Perhaps our role on this planet is not to worship God—but to create Him.
—Arthur C. Clarke
Epicurus' old questions are yet unanswered. Is [God] willing to prevent evil, but not able? then is he impotent. Is he able, but not willing? then is he malevolent. Is he both able and willing? whence then is evil?
—David Hume
Men . . . have had the vanity to pretend that the whole creation was made for them, whilst in reality the whole creation does not suspect their existence.
—Camille Flammarion
Fear was the gods' begetter in this world.
—Petronius
We are here because one odd group of fishes had a peculiar fin anatomy that could transform into legs for terrestrial creatures; because the earth never froze entirely during an ice age; because a small and tenuous species, arising in Africa a quarter of a million years ago, has managed, so far, to survive by hook and by crook. We may yearn for a "higher" answer—but none exists.
—Stephen Jay Gould
As for me, I've long resolved not to think whether man created God or God man.
—Fyodor Dostoyevsky
Geology shows that fossils are of different ages. Paleontology shows a fossil sequence, the list of species representing changes throughtime.
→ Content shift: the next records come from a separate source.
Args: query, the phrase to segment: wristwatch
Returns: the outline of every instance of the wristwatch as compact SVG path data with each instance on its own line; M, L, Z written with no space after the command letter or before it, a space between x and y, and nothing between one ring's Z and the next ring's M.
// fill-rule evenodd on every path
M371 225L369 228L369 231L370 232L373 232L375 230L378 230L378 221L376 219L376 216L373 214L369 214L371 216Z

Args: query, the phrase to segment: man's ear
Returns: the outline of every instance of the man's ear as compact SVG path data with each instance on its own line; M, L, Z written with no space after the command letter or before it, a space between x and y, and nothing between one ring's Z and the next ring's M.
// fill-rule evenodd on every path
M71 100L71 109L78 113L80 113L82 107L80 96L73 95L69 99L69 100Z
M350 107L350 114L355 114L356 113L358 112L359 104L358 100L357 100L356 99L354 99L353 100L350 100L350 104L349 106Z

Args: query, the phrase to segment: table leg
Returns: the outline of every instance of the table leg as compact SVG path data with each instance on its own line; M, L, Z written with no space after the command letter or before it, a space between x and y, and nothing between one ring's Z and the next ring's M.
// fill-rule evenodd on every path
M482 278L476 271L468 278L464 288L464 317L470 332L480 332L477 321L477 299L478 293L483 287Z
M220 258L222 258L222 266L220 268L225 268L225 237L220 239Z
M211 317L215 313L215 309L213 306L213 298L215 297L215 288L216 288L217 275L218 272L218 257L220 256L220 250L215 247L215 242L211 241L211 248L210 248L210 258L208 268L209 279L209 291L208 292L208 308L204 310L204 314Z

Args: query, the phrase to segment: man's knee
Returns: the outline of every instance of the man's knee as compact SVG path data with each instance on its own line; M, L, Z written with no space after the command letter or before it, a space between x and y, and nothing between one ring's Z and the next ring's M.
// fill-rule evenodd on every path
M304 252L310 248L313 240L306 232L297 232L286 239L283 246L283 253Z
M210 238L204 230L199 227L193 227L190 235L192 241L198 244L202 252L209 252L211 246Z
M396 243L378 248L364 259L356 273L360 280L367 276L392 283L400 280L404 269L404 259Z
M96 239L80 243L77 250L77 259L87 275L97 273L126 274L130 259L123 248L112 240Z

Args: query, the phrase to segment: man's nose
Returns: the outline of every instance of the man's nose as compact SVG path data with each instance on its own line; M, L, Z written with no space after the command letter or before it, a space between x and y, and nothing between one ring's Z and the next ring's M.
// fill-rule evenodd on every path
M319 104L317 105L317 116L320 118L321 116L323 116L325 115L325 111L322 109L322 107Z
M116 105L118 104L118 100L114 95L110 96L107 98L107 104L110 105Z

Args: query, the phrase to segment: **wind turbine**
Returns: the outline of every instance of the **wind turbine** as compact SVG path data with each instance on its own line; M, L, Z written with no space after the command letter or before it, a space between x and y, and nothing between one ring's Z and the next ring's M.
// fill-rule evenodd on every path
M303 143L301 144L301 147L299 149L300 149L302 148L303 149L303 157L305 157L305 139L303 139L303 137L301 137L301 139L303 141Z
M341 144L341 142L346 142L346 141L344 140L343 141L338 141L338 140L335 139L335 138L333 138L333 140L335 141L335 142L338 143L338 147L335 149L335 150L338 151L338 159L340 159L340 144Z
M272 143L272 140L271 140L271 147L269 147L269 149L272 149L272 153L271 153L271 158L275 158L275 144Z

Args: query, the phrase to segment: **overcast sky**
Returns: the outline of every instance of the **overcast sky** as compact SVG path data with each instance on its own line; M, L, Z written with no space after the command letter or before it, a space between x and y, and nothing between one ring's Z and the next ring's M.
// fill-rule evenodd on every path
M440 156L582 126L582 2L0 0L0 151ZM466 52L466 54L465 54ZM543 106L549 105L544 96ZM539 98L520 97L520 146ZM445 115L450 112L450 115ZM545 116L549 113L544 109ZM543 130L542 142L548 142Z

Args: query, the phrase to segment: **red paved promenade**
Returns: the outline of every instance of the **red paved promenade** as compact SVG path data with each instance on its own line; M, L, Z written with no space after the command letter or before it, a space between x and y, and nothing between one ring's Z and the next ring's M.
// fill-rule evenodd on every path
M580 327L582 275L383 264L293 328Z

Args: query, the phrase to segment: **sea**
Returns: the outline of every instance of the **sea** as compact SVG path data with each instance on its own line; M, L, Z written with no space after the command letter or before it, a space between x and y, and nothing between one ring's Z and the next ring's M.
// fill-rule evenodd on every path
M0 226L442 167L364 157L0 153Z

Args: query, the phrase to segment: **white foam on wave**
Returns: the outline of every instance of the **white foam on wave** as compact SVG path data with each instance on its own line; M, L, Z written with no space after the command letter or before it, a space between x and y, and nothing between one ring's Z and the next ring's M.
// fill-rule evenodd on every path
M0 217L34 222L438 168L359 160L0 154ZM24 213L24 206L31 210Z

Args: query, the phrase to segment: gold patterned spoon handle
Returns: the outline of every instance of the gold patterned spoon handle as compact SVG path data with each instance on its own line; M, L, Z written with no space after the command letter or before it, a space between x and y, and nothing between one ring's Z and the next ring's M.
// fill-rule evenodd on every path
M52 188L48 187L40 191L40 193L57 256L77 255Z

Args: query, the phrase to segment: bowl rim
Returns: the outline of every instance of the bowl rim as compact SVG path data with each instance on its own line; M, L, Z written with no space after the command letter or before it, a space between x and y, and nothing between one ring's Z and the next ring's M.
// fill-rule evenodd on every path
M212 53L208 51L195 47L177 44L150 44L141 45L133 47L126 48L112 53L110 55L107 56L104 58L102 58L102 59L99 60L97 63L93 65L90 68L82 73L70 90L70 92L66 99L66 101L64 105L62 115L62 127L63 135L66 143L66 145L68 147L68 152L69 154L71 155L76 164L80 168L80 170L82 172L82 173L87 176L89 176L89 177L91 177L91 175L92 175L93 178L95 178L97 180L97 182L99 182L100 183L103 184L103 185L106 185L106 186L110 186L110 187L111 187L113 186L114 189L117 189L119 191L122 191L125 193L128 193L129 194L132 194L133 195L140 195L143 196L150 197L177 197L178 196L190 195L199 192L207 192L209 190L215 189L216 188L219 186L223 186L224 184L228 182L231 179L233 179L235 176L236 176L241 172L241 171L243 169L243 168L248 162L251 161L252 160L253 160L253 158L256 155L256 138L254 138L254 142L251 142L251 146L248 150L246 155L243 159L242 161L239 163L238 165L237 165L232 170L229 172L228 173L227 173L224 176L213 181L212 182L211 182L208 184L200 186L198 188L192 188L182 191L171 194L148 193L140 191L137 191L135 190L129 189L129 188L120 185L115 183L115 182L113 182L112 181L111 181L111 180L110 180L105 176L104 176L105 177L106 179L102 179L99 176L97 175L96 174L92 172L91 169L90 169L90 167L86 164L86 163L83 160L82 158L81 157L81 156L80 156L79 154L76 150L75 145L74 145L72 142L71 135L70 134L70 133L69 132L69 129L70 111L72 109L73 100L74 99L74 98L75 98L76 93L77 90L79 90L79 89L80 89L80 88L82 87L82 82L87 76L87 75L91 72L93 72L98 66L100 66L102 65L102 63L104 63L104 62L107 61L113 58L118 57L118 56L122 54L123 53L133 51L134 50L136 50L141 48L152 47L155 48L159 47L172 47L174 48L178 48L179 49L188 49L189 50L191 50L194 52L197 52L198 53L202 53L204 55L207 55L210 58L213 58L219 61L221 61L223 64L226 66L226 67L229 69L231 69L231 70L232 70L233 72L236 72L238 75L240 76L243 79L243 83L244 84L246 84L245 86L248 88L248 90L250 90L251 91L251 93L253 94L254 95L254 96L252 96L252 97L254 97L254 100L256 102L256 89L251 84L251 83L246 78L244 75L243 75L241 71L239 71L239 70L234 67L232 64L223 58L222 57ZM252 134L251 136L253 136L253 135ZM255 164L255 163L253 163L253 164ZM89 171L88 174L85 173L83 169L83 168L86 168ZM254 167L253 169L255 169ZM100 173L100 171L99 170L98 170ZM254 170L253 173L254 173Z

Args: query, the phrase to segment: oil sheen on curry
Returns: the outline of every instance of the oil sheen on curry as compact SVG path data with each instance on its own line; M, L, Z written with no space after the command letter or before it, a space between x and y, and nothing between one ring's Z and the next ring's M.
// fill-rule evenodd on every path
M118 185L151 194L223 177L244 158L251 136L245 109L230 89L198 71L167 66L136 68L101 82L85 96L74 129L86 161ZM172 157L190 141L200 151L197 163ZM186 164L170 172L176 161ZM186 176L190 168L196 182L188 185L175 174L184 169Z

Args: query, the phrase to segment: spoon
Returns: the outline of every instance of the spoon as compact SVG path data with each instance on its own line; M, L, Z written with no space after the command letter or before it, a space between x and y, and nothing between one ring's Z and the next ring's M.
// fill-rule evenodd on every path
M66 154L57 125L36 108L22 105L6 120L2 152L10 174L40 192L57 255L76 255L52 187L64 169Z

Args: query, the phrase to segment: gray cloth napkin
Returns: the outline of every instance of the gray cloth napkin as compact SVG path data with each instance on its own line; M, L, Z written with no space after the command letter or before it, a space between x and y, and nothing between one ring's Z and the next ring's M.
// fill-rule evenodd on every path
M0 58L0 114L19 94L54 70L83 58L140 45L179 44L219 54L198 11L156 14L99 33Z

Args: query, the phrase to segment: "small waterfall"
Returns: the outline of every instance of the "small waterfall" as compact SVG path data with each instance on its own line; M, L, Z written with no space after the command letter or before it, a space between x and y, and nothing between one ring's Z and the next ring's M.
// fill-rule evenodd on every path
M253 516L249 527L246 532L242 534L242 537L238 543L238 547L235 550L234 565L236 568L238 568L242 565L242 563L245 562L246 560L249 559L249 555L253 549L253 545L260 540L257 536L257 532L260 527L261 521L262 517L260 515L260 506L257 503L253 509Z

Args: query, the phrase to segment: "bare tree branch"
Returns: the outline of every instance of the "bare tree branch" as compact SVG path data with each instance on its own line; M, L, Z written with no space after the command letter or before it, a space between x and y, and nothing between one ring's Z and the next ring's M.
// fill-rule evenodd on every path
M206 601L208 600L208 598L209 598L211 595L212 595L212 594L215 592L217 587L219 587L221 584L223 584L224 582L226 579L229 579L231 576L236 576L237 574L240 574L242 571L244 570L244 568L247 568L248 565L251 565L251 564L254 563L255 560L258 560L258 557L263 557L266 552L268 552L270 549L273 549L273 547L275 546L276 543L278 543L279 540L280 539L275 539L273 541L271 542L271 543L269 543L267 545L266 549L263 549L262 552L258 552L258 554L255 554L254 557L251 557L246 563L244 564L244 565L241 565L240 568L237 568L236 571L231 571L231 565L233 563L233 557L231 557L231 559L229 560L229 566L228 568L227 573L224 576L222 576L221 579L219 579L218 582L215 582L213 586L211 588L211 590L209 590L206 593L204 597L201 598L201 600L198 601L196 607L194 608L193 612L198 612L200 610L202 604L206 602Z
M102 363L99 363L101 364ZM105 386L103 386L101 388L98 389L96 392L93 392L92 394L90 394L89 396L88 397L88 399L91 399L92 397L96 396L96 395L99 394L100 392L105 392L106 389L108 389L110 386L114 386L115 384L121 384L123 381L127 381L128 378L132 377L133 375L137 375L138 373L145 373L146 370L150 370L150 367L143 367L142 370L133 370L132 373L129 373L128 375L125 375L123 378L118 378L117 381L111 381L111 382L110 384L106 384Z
Taxonomy shows biological relationships among species. Evolution is the explanation that threads it all together. Creationism is the practice of squeezing one's eyes shut and wailing "Does not!"
—Anonymous
If you believe that there is a God, a God that made your body, and yet you think that you can do anything with that body that's dirty, then the fault lies with the manufacturer.
—Lenny Bruce
From the point of view of a tapeworm, man was created by God to serve the appetite of the tapeworm.
—Edward Abbey
The idea of God is the sole wrong for which I cannot forgive mankind.
—Marquis de Sade
Men create the gods after their own image, not only with regard to their form but with regard to their mode of life.
—Aristotle
We shall tell ourselves that it would be very nice if there were a God who created the world and was a benevolent Providence, and if there were a moral order in the universe and an after-life; but it is a very striking fact that all this is exactly as we are bound to wish it to be.
—Sigmund Freud
Brute force crushes many plants. Yet the plants rise again. The Pyramids will not last a moment compared with the daisy. And before Buddha or Jesus spoke the nightingale sang, and long after the words of Jesus and Buddha are gone into oblivion the nightingale still will sing. Because it is neither preaching nor teaching nor commanding nor urging. It is just singing. And in the beginning was not a Word, but a chirrup.
—D. H. Lawrence
At the beginning there was the Word—at the end just the Cliché.